Confirmation par le coût généralisé : ce que nous enseigne l’économie des transports

La majorité des freins liés à l’adoption des transports en commun et du covoiturage, souvent labellisé comme “psychosociaux”, sont sont en réalité liés à un calcul rationnel très simple : celui du coût généralisé.

Le coût généralisé mesure toutes les contraintes présentes dans une prise de décision de déplacements. Il est constitué de deux formes de coûts:

  • Le coût monétaire qui s’apparente au coût direct ‘réel’. Il correspond par exemple au prix du trajet de bus, ou pour ce qui est de la voiture, engloble le coût du carburant, d’un éventuel péage, de l’entretien et de l’amortissement. Les automobilistes ont structurellement tendance à sous-estimer ce coût global de possession et d’usage d’un véhicule.
  • Le coût temporel qui mesure le poids des contraintes temporelles, organisationnelles, et conjoncturelles. Ces différentes contraintes sont traduites sous forme de temps puis de coût par une opération qui consiste à attribuer une valeur monétaire au temps (dans le calcul économique public, la valeur tutélaire du temps est proche de 10 € par heure).
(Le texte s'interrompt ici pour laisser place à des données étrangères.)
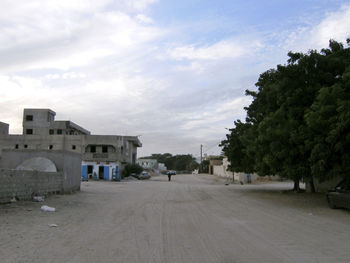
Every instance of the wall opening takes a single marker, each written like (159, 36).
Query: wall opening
(104, 148)
(93, 148)
(101, 170)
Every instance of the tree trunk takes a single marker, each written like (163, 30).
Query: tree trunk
(296, 187)
(312, 185)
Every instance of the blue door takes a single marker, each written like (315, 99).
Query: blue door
(84, 172)
(117, 173)
(106, 173)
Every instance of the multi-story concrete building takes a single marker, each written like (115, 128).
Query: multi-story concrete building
(104, 156)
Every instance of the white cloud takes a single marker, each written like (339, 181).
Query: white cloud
(335, 25)
(144, 19)
(225, 49)
(220, 112)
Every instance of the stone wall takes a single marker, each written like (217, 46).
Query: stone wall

Tout l’enjeu du covoiturage réside dans le fait que le coût monétaire représente en réalité très peu de choses par rapport au coût temporel. Le coût généralisé du covoiturage est grévé par l’allongement du temps de trajet, mais aussi par d’autres paramètres traduits en “temps” : contraintes horaires, risque de retard ou d’annulation et, lorsque le covoiturage n’est pas pratiqué par un binôme régulier, difficulté à trouver un équipage et temps de préparation.
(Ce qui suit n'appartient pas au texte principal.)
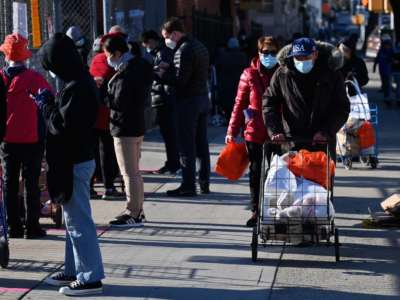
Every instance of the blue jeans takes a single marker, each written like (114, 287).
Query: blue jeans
(396, 77)
(193, 140)
(82, 251)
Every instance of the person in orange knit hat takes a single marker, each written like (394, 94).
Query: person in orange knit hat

Le schéma ci-dessous, réalisé par Ecov, attribue une valeur “temps” à ces différents facteurs, traduites en coût, pour un conducteur sur un trajet de 15 kilomètres.

Selon un article publié par l’économiste Yves Crozet en 2022 intitulé Le covoiturage courte distance à la peine, celui-ci est ainsi structurellement moins performant que la voiture : “le covoiturage est attractif quand sa mise en place est simple, par exemple à l’intérieur de la famille ou dans le même milieu professionnel, car dans ces cas-là, le trajet retour est programmé avec l’aller. Ce n’est que rarement le cas dans un covoiturage intermédié où existe un risque sur le temps de parcours.”

La solution est donc selon l’article de rééquilibrer drastiquement le coût temporel entre les modes. “Ce qui change radicalement la donne est d’une part la réduction de la vitesse pour l’autosolisme et d’autre part l’amélioration de la vitesse du covoiturage”, par exemple via des voies réservées ou la mise en place de garanties pour le retour.

Le parallèle est possible avec les enjeux de fréquence et de fiabilité transports en commun : la contrainte de viser un horaire précis à l’aller et au retour pour un bus, ou le risque de retard ou d’annulation d’un train, sont des facteurs-clés dans la préférence pour la flexibilité offerte par la voiture individuelle.

“Croire que les Français basculeront de la voiture au transport public sans un avantage en temps de parcours ou en coût relève de la pensée magique” écrivaient Jean Coldefy et Yves Crozet en août 2023. Leur tribune prend position pour le passage de la voiture individuelle à un transport public fiable et rapide pour atteindre l’objectif gouvernemental visant à “abaisser de 80 % à 65 % la part kilométrique de la voiture, ce qui serait un record mondial. Atteindre cet objectif suppose un choc d’offres de transport public entre le périurbain et les agglomérations, et ensuite de contraintes sur l’usage de la voiture pour accéder à la ville.”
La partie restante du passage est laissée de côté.